Escobar’s dramatic escape from his water tight detention is relevant in this discourse. We are reminded of the high probability of counter attack by detained insurgents either acting alone or in league with their cohorts in attempted invasion. Jail break had become a recurring incident in our various prisons without the Boko Haram inmates. Clearly, the risk factor would triple when the fanatical militants are kept in a medium security prison located in densely populated, built up areas. Such a setting makes it easier for the sect’s intelligence arm to infiltrate the larger society and launch reconnaissance missions on the intended target.
The weird choice of a bustling city – state like Anambra for this magnitude of security operation is compounded by the gulf the matter has created between the federal authorities behind the deployment and the Anambra society. There is no gainsaying the fact that the citizens of the state resented the transfer decision and the manner of its execution as insensitive and disruptive of the social life of the people. If there is anything that has brought the elite of the state and the masses in firm solidarity in a long time, it is their rejection of the relocation as demonstrated by public outcry. It would appear that the federal government took an officious approach to a matter that called for consultation and collaboration between the federal and Anambra state governments. While it is clearly the prerogative of the federal government to run the nation’s prisons, it nonetheless requires the cooperation of the host communities to achieve lasting result.

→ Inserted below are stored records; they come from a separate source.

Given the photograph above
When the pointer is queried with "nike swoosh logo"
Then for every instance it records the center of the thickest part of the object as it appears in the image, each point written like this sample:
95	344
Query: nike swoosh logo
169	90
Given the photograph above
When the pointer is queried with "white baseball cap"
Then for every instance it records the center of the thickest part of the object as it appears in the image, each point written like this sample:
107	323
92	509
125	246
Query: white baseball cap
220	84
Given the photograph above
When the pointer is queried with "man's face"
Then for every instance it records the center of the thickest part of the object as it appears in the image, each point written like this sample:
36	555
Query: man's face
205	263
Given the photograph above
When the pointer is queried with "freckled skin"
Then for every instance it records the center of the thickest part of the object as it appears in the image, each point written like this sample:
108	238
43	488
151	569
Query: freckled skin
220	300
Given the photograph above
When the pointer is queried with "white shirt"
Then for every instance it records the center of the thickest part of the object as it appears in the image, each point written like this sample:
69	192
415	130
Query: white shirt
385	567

Given the political differences between the south – east and the APC – led federal government, one would have expected Abuja to go about the exercise more cautiously and with better tact. The matter calls for constructive engagement rather than the assertion of authority and half hearted denials in turns that have largely characterized response to the problem. It is not yet late for the concerned parties to work out satisfactory alternatives in the interest of peace, fairness and national unity. President Buhari should appreciate the urgency of the matter and indeed take a holistic view of it.